# Poor mans brisket



## TNJAKE (Dec 1, 2019)

Smoked a chuck roast today. Treated it like brisket. Family loved it


----------



## TNJAKE (Dec 1, 2019)

Sorry I'm still new to this and some pics posted multiple times lol


----------



## pc farmer (Dec 1, 2019)

TNJAKE said:


> Sorry I'm still new to this and some pics posted multiple times lol



Fixed it for ya.   

BTW It looks great.


----------



## TNJAKE (Dec 1, 2019)

pc farmer said:


> Fixed it for ya.
> 
> BTW It looks great.


Haha thanks and thanks!


----------



## DanMcG (Dec 1, 2019)

beautiful smoke ring, nice work Jake!


----------



## EaOutlaw1969 (Dec 1, 2019)

Looks great,like from me


----------



## Hawging It (Dec 1, 2019)

That is one awesome looking smoke ring.  The Chuck looks great.


----------



## cmayna (Dec 1, 2019)

Jake,
Looks fantastic.  What did you use for a smoker?  Any details on your recipe?  Yes, very nice ring indeed.


----------



## TNJAKE (Dec 1, 2019)

danmcg said:


> beautiful smoke ring, nice work Jake!


Thank you


----------



## TNJAKE (Dec 1, 2019)

EaOutlaw1969 said:


> Looks great,like from me


Thanks


----------



## TNJAKE (Dec 1, 2019)

Hawging It said:


> That is one awesome looking smoke ring.  The Chuck looks great.


Thanks!


----------



## RiversideSm0ker (Dec 1, 2019)

Looks yum!

G


----------



## TNJAKE (Dec 1, 2019)

cmayna said:


> Jake,
> Looks fantastic.  What did you use for a smoker?  Any details on your recipe?  Yes, very nice ring indeed.


Thanks.

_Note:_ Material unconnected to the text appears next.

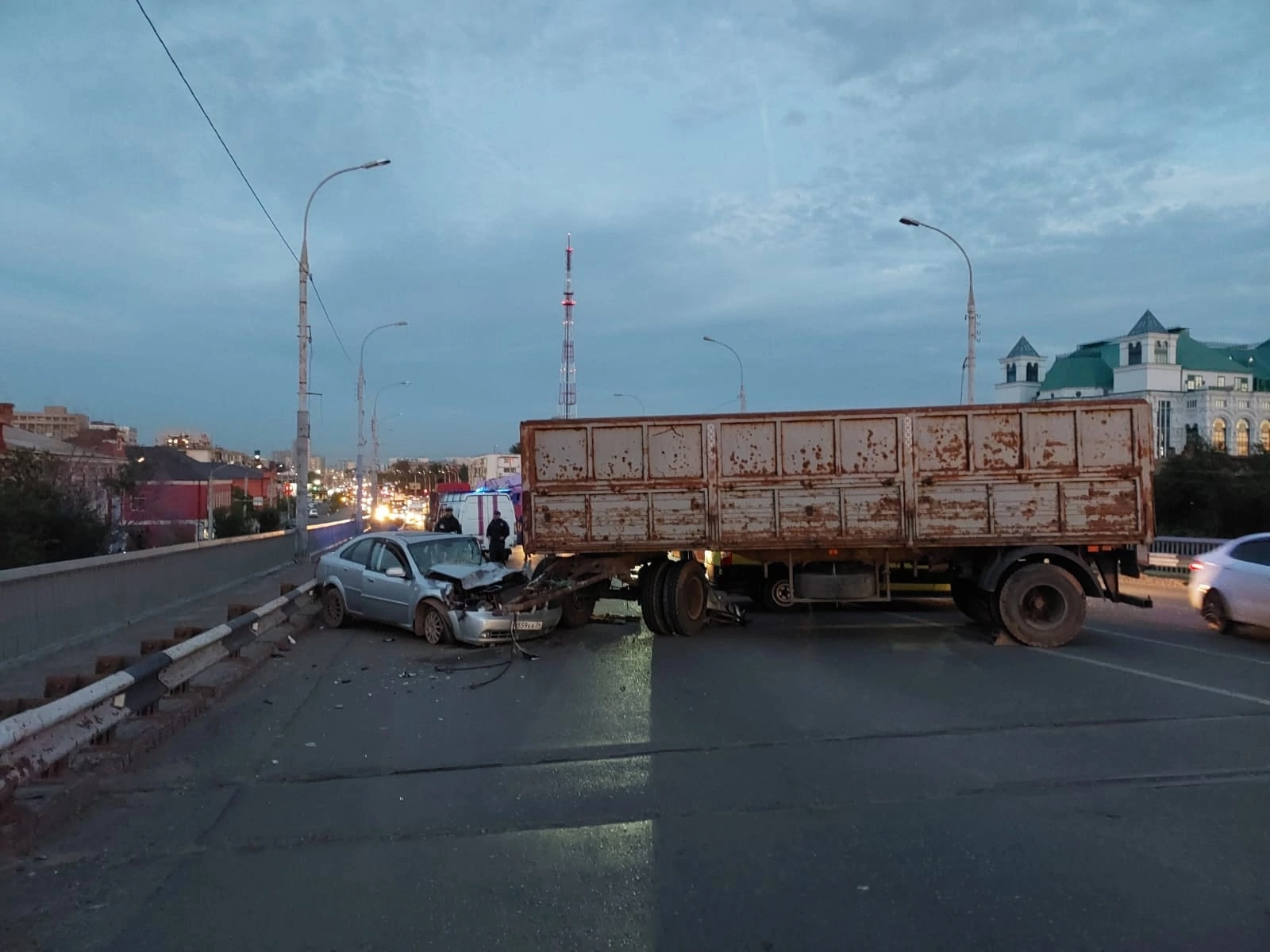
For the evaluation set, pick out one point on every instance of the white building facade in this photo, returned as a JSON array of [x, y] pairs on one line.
[[1217, 391], [492, 466]]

I used my Austin xl pellet smoker. Hickory pellets. 50/50 kosher salt and course black pepper. Mixed in some chipotle pepper powder. Smoked at 225 for about 6hrs. Rested for an hour wrapped in cooler


----------



## TNJAKE (Dec 1, 2019)

RiversideSm0ker said:


> Looks yum!
> 
> G


Thanks!


----------



## smokerjim (Dec 1, 2019)

looks delicous


----------



## TNJAKE (Dec 1, 2019)

Thanks. It's not a brisket but it did the trick


----------



## BuckeyeSteve (Dec 1, 2019)

Yum!


----------



## Sowsage (Dec 1, 2019)

Looks fantastic! Congrats on the carousel ride!


----------



## TNJAKE (Dec 1, 2019)

BuckeyeSteve said:


> Yum!


Tasty for sure thanks


----------



## TNJAKE (Dec 1, 2019)

Sowsage said:


> Looks fantastic! Congrats on the carousel ride!


Thanks lol


----------



## jcam222 (Dec 1, 2019)

Absolutely killer looking!! Pretty smoke ring and love the spices you used. Congrats on being featured!


----------



## TNJAKE (Dec 1, 2019)

jcam222 said:


> Absolutely killer looking!! Pretty smoke ring and love the spices you used. Congrats on being featured!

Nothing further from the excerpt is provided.